Abstract
This study develops a team classification scheme for human-agent teaming (HAT) and, based on this, analyzes 25 testbeds utilized in 68 empirical studies on HAT. The team classification scheme, adapting an existing scheme used for human-human teams, consists of nine dimensions, including team composition, task interdependence, role structure, leadership structure, authority differentiation, communication structure, communication direction, communication medium, and team life span. This scheme was then applied to analyze 25 testbeds utilized in 68 empirical studies. We found that a significant portion of existing literature on HAT focused on teams consisting of one human and one agent, with humans typically assuming leadership roles. Moreover, the dynamics within these teams tended to remain static over time. Our findings highlight the importance of further research into diverse team attributes, such as team composition, leadership structure, and communication structure. Such efforts would facilitate a deeper understanding of complex team dynamics in human-agent teaming.
Introduction
Human-agent teaming has emerged as a topic of significant research interest across multiple disciplines, including human factors, computer science, and robotics. Existing studies of human-agent teaming employed different types of testbeds, most of which were developed and utilized by the research teams. Accordingly, these testbeds display distinct characteristics, covering various task domains, goals, and configurations of team members. For example, the MIX (Mixed Initiative eXperimental) testbed, referenced in numerous studies (e.g., J. Y.Chen et al., 2013), incorporates a RoboLeader that is capable of collecting information from subordinate robots that have limited autonomy. Within this testbed, a human operator is responsible for detecting targets using the subordinate robots and rerouting with the assistance of the RoboLeader. Another commonly used testbed, CERTT (Cognitive Engineering Research on Team Tasks), simulates a team of three members with specific roles (i.e., navigator, photographer, pilot).
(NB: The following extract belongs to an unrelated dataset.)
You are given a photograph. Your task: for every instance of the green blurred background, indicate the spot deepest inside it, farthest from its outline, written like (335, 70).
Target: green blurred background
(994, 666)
In this testbed, all of the team members need to collaborate effectively to achieve the team objective of capturing ground targets (e.g., Cooke et al., 2016).
These testbeds have facilitated research into evaluating various aspects of human-agent teams including team performance, workload, and trust. Also, drawing inspiration from the extensive research on human-human teams, an increasing number of studies are beginning to focus on how team characteristic-related variables affect human-agent team dynamics. There is a growing body of research comparing team performance across different team configurations (e.g., Fan et al., 2005; Harriott et al., 2012).
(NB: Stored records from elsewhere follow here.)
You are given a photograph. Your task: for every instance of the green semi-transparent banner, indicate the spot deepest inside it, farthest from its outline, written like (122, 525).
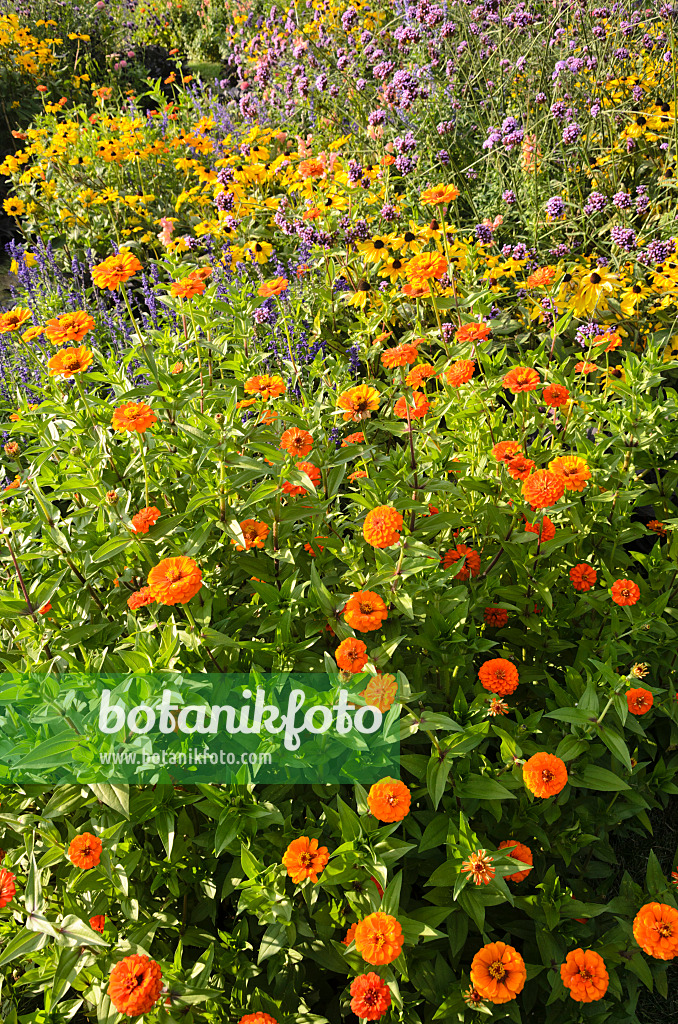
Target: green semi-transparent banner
(170, 727)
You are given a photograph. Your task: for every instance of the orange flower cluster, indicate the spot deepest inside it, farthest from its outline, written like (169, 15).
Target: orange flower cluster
(133, 416)
(7, 887)
(379, 938)
(365, 611)
(174, 581)
(135, 985)
(304, 859)
(584, 973)
(313, 474)
(69, 327)
(358, 402)
(498, 973)
(471, 561)
(545, 774)
(147, 517)
(499, 676)
(655, 930)
(70, 361)
(297, 442)
(351, 654)
(389, 800)
(371, 996)
(519, 852)
(380, 692)
(115, 270)
(625, 592)
(403, 355)
(265, 386)
(85, 850)
(382, 526)
(639, 700)
(254, 532)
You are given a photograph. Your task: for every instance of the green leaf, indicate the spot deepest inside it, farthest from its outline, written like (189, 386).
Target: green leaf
(594, 777)
(116, 797)
(24, 943)
(482, 787)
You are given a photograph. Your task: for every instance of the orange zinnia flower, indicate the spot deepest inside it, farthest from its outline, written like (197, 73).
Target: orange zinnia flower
(365, 611)
(358, 402)
(625, 592)
(418, 375)
(70, 361)
(420, 408)
(519, 852)
(379, 938)
(497, 617)
(519, 467)
(542, 278)
(133, 416)
(545, 774)
(499, 676)
(544, 529)
(573, 470)
(498, 972)
(7, 887)
(438, 195)
(389, 800)
(380, 691)
(265, 386)
(351, 654)
(655, 930)
(13, 318)
(85, 850)
(471, 565)
(543, 488)
(555, 394)
(424, 266)
(584, 973)
(520, 379)
(187, 287)
(479, 866)
(175, 581)
(297, 442)
(274, 287)
(505, 451)
(255, 534)
(312, 472)
(371, 996)
(304, 859)
(401, 355)
(382, 526)
(140, 599)
(70, 327)
(144, 519)
(583, 577)
(460, 373)
(639, 700)
(115, 270)
(472, 332)
(135, 984)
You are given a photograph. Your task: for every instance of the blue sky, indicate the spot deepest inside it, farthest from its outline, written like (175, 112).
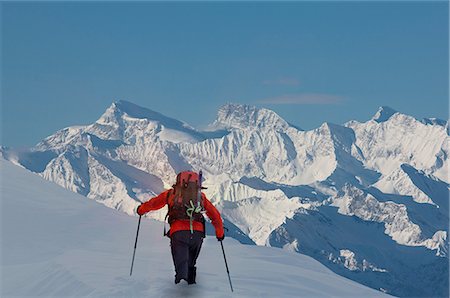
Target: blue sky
(64, 63)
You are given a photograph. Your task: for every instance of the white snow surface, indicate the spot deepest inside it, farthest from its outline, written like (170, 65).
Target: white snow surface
(55, 243)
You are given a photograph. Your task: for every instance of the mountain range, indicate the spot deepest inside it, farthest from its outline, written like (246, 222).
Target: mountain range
(367, 199)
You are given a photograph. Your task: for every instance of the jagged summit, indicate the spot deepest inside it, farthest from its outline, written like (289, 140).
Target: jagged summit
(244, 116)
(383, 114)
(121, 107)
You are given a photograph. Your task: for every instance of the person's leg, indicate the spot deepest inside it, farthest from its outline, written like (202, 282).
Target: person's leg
(179, 244)
(195, 245)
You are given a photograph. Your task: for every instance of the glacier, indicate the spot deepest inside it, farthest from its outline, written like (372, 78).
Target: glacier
(369, 200)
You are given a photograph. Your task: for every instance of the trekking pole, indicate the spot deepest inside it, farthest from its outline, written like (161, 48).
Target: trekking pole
(226, 265)
(135, 244)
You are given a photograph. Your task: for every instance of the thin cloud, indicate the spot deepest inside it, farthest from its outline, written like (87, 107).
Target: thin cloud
(283, 82)
(304, 99)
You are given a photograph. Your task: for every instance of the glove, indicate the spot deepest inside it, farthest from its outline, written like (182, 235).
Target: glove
(138, 210)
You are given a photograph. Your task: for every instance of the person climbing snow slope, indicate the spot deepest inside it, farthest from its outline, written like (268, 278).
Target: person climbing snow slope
(186, 203)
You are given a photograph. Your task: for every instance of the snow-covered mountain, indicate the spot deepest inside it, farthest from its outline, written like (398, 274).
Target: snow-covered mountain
(56, 244)
(369, 200)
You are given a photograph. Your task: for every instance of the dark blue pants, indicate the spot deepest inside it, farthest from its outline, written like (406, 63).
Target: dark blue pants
(185, 247)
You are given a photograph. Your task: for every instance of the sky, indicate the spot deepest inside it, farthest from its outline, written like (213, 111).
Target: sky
(64, 63)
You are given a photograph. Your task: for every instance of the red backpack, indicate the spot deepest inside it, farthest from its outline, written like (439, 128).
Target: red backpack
(185, 199)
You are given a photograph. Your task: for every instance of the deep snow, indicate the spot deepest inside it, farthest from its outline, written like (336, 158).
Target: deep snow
(57, 243)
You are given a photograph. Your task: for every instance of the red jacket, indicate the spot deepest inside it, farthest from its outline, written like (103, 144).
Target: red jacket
(183, 225)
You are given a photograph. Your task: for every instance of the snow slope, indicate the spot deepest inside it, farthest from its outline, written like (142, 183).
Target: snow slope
(56, 243)
(367, 199)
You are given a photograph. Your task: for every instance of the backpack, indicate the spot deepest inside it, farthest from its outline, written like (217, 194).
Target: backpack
(185, 200)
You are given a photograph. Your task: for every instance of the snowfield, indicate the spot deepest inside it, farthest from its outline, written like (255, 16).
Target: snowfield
(55, 243)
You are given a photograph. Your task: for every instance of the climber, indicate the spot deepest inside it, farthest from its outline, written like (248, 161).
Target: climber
(186, 205)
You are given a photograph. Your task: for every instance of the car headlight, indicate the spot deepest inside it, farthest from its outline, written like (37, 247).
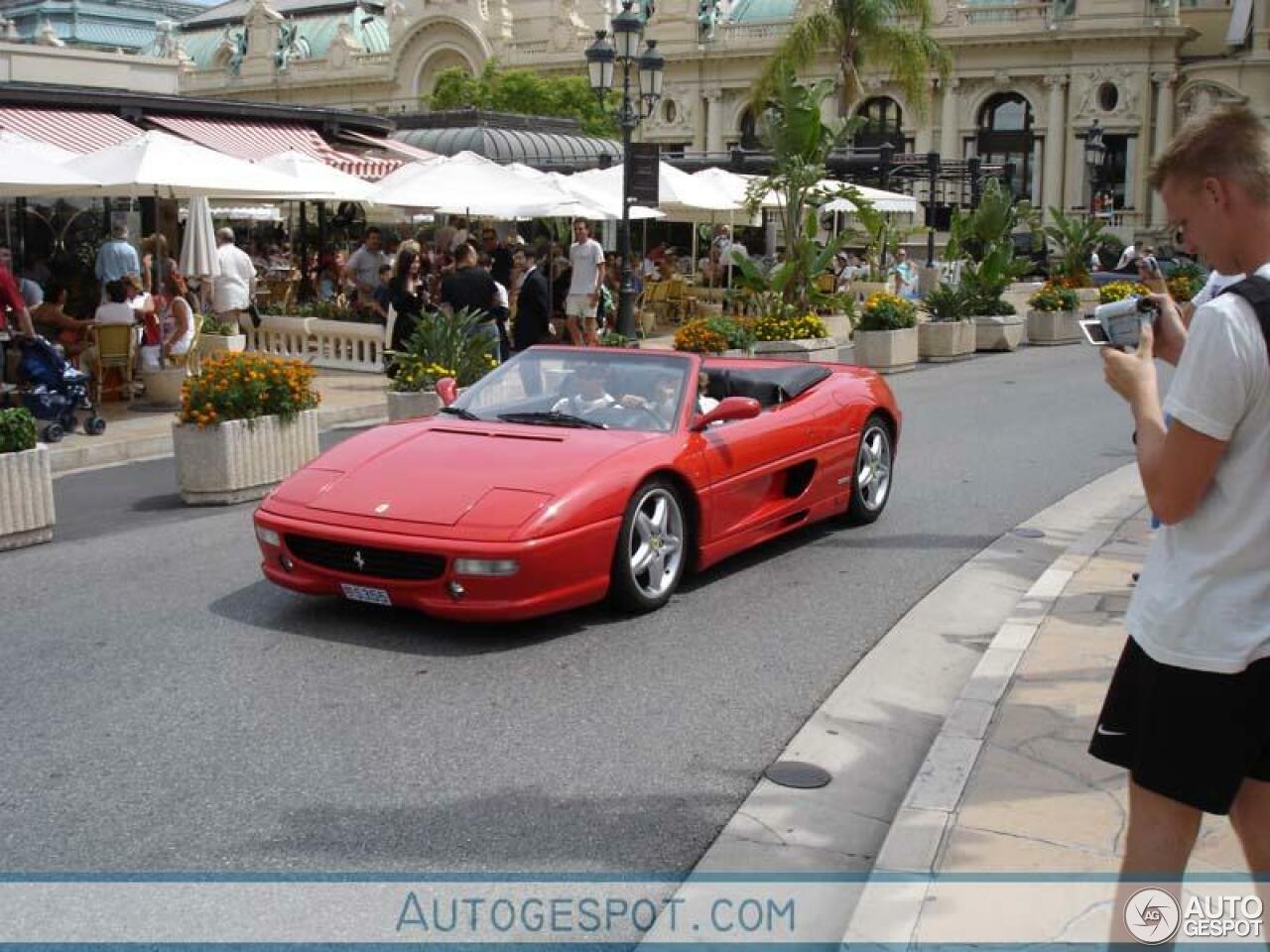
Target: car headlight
(486, 566)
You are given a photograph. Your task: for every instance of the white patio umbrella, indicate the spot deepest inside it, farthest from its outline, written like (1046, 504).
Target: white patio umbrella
(26, 169)
(679, 193)
(198, 249)
(880, 199)
(157, 163)
(467, 184)
(327, 182)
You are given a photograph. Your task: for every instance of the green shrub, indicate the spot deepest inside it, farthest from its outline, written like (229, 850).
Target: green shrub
(887, 311)
(17, 430)
(445, 340)
(948, 303)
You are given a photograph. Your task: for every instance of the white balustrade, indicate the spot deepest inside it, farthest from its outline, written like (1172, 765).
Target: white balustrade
(347, 345)
(285, 336)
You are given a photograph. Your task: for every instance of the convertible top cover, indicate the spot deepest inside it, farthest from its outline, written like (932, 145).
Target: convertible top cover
(769, 386)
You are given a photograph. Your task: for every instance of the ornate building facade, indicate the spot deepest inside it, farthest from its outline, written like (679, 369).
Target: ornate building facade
(1030, 77)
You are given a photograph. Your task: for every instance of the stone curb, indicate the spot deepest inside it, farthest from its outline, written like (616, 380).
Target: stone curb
(930, 806)
(66, 460)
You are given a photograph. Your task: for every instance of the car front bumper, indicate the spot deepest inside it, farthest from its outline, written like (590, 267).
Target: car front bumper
(556, 572)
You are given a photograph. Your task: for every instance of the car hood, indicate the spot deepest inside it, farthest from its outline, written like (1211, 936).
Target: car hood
(484, 476)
However, there is a notable gap in the comprehensive understanding of the available testbeds. Detailed knowledge about the features, distribution, and differences and similarities between testbeds is lacking. While a systematic review of previous empirical studies on human-agent teaming has outlined the dependent and independent variables used in the literature (O’Neill et al., 2022), a testbed-oriented analysis that illustrates team characteristics of each testbed is absent.
Addressing this gap is crucial for researchers to identify areas that require further exploration and development. Specifically, an overview of the testbeds used in empirical studies would enable researchers to comprehend the types of testbeds that have been employed and envision new testbeds that could tackle unresolved research questions. In response to this need, we conducted a literature review on human-agent teaming testbeds featured in prior research. Initially, we created a team classification scheme to analyze human-agent teams, adapting an existing classification scheme used for human-human teams. This scheme was then applied to analyze 25 testbeds utilized in 68 empirical research studies.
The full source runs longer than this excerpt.